Relocation in the wake of Bisbing

Calendar year 2017 brought with it one of the most marked changes in recent history by way of New Jersey’s Supreme Court decision Bisbing v. Bisbing, 230 N.J. 3019 (2017). The Bisbing case overturned nearly seventeen (17) year’s worth of case law, shifting the standard for parents seeking to relocate with a minor child to a best interests of the child analysis. Specifically, Bisbing did away with the long-standing Baures v. Lewis, 167 N.J. 91, (2001) standard which afforded significant deference to the custodial parent, requiring the moving party to prove by a preponderance of the evidence that (1) there is a good faith reason for their intended move and (2) that the move would not be inimical to the child’s best interests. For well over a decade, Courts subscribing to the Baures standard, which was based significantly upon social science underpinnings, believed that the happiness of a custodial parent would translate to the child, and thus great deference was given to a custodial parent’s desire to move. However, the Supreme Court in Bisbing recognized “special justification,” which ultimately lead to the abandonment of the standard it promulgated in Baures, such that courts in New Jersey are now to be guided by the best interests analysis for all relocation cases in which parents share joint legal custody of a child/children. By conducting a best interests analysis, family court judges will be able to determine “cause” under N.J.S.A. 9:2-2 so as to assess whether a relocation is being initiated, in good faith, by a parent. The Supreme Court went on to conclude that such a fact-sensitive best interest analysis affords both parents the right to be equally respected in custody determinations, while placing the needs of the child/children at the forefront.
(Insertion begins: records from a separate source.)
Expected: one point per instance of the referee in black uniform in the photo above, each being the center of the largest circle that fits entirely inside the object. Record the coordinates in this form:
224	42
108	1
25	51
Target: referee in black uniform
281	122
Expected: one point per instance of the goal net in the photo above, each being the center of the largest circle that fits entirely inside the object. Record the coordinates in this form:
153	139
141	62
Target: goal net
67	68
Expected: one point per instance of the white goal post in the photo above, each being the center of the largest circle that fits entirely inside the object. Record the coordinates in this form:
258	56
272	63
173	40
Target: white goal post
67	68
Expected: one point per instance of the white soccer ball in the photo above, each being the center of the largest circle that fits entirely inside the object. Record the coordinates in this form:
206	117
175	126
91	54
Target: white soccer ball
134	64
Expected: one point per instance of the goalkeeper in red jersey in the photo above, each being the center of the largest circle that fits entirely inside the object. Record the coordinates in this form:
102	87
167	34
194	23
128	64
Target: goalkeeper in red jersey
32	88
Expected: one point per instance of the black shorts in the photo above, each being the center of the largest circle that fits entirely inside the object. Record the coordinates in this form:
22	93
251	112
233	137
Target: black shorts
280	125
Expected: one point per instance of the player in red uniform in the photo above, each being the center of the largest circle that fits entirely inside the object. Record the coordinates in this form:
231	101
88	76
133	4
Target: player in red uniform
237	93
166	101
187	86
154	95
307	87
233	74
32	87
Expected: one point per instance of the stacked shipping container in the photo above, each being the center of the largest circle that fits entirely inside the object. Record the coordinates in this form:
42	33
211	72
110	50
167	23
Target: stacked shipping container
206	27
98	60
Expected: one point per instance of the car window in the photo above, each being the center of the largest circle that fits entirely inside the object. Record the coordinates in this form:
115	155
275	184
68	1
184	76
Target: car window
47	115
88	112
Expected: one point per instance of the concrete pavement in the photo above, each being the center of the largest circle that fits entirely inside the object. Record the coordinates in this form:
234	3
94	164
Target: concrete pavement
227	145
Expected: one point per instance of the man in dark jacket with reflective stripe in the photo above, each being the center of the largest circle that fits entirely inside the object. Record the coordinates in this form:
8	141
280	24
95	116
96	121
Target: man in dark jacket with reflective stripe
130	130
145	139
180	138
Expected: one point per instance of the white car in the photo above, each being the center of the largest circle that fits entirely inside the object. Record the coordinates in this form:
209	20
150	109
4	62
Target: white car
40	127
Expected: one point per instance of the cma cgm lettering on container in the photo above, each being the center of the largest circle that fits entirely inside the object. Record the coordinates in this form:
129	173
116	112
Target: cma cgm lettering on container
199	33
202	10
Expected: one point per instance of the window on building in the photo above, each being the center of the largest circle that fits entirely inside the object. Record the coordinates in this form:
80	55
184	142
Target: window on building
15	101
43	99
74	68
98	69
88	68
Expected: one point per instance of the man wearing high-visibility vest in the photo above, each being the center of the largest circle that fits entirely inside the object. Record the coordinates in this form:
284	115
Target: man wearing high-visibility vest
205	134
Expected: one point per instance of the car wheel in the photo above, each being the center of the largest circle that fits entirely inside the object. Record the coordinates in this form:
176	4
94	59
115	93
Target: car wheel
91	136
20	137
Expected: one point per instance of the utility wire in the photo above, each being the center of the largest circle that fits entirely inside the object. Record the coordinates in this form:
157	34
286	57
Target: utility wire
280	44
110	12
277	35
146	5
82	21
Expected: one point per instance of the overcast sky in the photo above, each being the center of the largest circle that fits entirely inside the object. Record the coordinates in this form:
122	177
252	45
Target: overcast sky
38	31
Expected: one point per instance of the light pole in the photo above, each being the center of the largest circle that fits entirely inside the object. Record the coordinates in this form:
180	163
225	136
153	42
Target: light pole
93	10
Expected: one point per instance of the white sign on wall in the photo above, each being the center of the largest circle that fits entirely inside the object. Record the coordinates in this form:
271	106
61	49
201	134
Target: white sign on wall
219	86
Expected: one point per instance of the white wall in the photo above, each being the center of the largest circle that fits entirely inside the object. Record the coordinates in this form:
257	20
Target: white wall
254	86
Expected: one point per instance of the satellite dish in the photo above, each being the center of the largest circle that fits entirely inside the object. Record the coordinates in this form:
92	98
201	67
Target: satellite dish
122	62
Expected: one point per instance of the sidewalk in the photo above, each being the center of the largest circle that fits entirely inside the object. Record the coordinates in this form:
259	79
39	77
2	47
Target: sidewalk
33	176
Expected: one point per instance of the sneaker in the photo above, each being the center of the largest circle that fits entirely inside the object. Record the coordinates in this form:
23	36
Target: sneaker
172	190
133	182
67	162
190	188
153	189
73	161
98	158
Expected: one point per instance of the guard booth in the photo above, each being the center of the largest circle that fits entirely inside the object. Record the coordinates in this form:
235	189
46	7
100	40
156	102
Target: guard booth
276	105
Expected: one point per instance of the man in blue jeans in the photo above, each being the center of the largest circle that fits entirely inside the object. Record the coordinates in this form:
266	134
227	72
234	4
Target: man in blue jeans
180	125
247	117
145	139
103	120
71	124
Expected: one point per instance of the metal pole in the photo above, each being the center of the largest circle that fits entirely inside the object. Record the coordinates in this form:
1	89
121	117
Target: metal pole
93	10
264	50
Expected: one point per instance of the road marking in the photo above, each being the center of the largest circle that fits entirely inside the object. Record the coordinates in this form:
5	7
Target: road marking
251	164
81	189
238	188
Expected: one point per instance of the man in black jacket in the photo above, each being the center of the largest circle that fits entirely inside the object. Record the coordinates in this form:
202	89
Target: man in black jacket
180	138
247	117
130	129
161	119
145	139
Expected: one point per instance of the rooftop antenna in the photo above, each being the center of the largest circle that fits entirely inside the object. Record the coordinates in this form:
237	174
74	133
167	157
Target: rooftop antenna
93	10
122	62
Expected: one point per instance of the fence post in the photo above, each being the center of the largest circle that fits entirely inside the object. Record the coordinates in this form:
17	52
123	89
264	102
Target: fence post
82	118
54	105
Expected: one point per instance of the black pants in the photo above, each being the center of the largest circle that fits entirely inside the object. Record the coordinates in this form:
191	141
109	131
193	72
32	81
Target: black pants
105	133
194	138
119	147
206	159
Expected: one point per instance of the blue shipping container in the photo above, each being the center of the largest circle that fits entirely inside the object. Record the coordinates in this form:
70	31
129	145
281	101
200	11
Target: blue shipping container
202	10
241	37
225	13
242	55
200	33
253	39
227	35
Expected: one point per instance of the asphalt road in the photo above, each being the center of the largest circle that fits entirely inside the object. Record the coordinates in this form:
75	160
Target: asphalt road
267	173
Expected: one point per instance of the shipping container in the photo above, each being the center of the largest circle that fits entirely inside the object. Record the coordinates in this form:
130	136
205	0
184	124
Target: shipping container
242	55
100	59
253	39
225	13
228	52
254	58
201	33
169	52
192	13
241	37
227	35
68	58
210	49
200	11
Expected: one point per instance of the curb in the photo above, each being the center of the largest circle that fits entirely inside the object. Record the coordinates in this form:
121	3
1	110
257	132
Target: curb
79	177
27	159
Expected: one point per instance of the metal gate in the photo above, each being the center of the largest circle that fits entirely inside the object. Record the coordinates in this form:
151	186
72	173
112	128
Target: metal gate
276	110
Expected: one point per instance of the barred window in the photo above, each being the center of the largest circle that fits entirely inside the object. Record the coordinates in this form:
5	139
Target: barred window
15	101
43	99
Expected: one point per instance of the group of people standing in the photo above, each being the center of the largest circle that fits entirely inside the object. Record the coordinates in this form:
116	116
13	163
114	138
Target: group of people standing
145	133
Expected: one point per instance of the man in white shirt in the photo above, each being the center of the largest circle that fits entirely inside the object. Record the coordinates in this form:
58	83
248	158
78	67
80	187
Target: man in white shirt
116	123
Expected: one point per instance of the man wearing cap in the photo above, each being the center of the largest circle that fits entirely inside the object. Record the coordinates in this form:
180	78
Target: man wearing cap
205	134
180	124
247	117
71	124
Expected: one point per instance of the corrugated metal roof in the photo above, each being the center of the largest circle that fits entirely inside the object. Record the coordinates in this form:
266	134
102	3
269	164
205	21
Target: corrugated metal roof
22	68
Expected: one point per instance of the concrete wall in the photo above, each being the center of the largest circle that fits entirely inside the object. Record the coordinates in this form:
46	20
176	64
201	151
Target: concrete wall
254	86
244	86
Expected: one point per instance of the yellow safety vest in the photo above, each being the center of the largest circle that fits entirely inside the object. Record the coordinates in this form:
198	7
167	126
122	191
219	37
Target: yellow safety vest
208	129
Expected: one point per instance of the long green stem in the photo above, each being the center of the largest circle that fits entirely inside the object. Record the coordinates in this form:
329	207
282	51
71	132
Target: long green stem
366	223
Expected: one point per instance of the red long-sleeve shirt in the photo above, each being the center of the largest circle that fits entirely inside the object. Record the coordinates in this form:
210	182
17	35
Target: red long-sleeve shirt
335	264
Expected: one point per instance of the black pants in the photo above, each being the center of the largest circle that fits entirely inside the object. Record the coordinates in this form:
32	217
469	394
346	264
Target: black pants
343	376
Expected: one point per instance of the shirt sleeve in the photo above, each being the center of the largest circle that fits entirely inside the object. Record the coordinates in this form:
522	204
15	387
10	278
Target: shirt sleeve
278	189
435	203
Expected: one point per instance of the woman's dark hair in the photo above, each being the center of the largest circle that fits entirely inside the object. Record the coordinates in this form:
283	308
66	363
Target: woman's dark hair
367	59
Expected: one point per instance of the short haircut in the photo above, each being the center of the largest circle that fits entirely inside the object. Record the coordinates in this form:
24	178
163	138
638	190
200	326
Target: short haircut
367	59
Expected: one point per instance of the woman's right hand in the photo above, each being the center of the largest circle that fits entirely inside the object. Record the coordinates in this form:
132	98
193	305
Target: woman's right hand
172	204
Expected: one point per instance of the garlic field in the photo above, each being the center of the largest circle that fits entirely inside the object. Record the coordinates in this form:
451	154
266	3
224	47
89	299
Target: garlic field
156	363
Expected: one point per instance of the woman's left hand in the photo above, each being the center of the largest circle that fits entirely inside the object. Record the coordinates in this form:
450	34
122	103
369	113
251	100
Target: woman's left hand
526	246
Pursuant to Bisbing, a parent seeking to relocate out-of-state with a child/children, now has the burden to establish that it is in the child’s best interest for a Court to grant such removal. From a legal perspective, while this standard seeks to place both the moving party, and the objecting party, on equal playing field, in practicality, it would seem to place the greater burden upon the parent seeking to move. While it is anticipated that much of the subjectivity and posturing will be removed, i.e. mind-reading pre-judgment as to whether a party anticipated a relocation during the negotiating of a custody agreement or counting overnights and parenting time to determine applicable standards, the singular inquiry as to the best interests of the child/children is now the singular factor Court’s must examine, placing the burden squarely on the shoulders of the party seeking to relocate.

While the standard for relocation might have become more bright-line, and consequently, in many respects more stringent, the Supreme Court has nonetheless recognized the fact-sensitive nature associated with relocation cases, and has made clear that Court’s must consider the statutory factors set forth in N.J.S.A. 9:2-4(c) as well as any other evidence that might have a bearing upon a party’s desire to relocate.

Individuals should consult with counsel relative to both pre and post-judgment concerns relative to out-of-state moves so that fact sensitive and case specific analysis can be discussed.